Explore the most popular trails in Arkansas Museum of Natural Resources with hand-curated trail maps and driving directions as well as detailed reviews and photos from hikers, campers and nature lovers like you.

In the 1920s, nationwide attention focused on south Arkansas when the Smackover field was ranked first among the nation's oil fields. For five months in 1925, the 40-square-mile Smackover field was the focal point of one of the wildest mineral booms in North America. Today, south Arkansas's oil fields produce petroleum throughout a 10-county area. Columbia and Union counties also stretch over one of the largest brine reserves in the world. Bromine is derived from brine, or saltwater, and local companies play an international role in the commercialization of bromine and its many applications The Arkansas Museum of Natural Resources in Smackover, featuring state-of-the-art indoor exhibits as well as working equipment on display outside in its adjacent Oil Field Park, shares the fascinating stories of this regions natural resources, with emphasis on petroleum and brine recovered for bromine extraction. The museum features a 25,000-square-foot main exhibition/research building that includes a 10,500-square-feet exhibit hall, orientation theater, exhibit work area, research center, and museum store/gift shop. Explore the museum and walk the streets of a 1920s Arkansas boom town or travel back 200 million years ago to discover the origins of oil. Take a chance drilling and see if you will become an oil tycoon or go flat broke. Learn how 95 percent of the products we use daily are made of or with oil and brine, two of Arkansas's natural resources. Tour the Oil Field Park adjacent to the main building. Walk along its paved trail past full-sized operating examples of vintage derricks and equipment used from the 1920s to the modern era. See a re-creation of a 1920s standard rig and a 112-foot wooden derrick. The museum staff offer a wide variety of year-round educational and interpretive programs.

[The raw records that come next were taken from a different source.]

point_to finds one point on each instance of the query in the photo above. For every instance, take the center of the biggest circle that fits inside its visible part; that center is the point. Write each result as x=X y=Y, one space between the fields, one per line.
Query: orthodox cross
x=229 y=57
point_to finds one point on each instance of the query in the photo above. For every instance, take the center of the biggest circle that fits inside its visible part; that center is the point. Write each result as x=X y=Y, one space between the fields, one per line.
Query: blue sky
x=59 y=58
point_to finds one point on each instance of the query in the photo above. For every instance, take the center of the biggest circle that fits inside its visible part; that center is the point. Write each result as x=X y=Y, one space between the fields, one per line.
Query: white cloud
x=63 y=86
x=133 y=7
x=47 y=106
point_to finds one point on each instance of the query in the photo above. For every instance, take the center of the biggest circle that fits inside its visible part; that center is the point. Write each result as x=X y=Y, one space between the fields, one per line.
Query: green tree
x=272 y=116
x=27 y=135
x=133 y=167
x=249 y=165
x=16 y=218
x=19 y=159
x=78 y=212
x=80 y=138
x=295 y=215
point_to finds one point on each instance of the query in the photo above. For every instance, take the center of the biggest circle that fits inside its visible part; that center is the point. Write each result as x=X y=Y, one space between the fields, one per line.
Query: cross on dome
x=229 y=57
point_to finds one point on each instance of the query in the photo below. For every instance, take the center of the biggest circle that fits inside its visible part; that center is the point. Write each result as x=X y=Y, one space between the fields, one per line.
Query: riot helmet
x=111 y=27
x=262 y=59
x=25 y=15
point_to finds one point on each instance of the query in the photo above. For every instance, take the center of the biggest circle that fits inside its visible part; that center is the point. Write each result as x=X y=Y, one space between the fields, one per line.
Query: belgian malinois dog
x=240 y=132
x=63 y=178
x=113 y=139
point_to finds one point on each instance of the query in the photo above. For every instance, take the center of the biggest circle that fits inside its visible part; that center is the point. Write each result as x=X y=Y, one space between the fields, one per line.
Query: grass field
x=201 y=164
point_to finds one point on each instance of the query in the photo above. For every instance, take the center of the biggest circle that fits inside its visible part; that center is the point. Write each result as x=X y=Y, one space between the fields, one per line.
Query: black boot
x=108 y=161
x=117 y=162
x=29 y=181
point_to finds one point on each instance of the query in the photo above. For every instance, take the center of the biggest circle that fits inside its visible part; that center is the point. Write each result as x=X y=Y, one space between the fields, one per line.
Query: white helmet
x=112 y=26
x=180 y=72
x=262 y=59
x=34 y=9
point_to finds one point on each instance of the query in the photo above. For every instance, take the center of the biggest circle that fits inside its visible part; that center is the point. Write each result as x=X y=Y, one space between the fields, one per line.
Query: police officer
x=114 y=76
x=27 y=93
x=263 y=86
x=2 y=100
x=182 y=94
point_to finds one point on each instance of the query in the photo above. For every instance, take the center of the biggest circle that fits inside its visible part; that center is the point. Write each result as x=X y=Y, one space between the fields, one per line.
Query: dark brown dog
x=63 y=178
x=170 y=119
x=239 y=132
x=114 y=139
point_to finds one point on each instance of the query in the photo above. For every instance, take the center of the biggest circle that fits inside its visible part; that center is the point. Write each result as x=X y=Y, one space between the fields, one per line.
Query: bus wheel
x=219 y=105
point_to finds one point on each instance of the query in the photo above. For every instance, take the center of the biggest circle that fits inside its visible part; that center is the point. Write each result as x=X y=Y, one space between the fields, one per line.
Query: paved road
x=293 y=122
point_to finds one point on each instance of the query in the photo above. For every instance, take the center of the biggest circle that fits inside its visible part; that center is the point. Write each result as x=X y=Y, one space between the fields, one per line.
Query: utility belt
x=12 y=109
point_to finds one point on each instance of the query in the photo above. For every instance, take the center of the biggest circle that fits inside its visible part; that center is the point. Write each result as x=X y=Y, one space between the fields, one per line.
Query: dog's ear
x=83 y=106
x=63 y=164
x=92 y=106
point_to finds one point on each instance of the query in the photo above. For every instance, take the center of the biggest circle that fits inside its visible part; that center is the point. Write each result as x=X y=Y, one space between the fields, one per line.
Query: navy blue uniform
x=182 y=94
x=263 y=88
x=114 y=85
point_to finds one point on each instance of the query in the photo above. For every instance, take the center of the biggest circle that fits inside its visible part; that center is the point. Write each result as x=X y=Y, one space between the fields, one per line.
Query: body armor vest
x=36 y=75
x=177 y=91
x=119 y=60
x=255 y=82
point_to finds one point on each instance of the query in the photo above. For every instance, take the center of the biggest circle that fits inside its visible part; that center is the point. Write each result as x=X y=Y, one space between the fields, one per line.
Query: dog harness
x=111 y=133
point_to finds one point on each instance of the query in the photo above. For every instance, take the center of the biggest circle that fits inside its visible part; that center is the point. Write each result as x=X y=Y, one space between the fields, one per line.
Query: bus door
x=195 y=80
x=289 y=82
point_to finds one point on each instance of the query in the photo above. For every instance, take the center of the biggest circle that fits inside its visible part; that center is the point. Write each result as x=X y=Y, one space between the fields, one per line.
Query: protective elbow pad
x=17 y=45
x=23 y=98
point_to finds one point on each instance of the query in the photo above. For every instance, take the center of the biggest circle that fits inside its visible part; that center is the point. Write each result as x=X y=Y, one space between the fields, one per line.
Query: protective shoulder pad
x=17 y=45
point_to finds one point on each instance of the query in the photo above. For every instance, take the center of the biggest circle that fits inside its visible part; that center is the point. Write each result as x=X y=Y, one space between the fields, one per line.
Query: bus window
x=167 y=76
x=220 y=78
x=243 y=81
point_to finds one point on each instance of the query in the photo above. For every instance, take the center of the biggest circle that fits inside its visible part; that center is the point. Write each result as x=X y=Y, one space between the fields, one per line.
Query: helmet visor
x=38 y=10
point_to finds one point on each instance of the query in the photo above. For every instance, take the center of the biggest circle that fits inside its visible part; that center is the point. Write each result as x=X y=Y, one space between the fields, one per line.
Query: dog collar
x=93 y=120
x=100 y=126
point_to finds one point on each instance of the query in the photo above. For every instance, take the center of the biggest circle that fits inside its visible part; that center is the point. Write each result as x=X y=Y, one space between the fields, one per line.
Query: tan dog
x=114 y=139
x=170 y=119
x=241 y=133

Choose from guided tours of the museum and the Oil Field Park, films, lectures, field trips, special demonstrations, and other activities. The museum's research center includes a special collection of library, archival, and photographic materials that emphasize the history of this region. Computerized data of Arkansass petroleum and brine development are available to researchers and members of the oil and brine industries. Custom-fit educational programs are also available for students of all ages. The museum's education center is located behind the main building. Two shaded picnic areas are on the museum grounds within walking distance. Admission to the museum is free.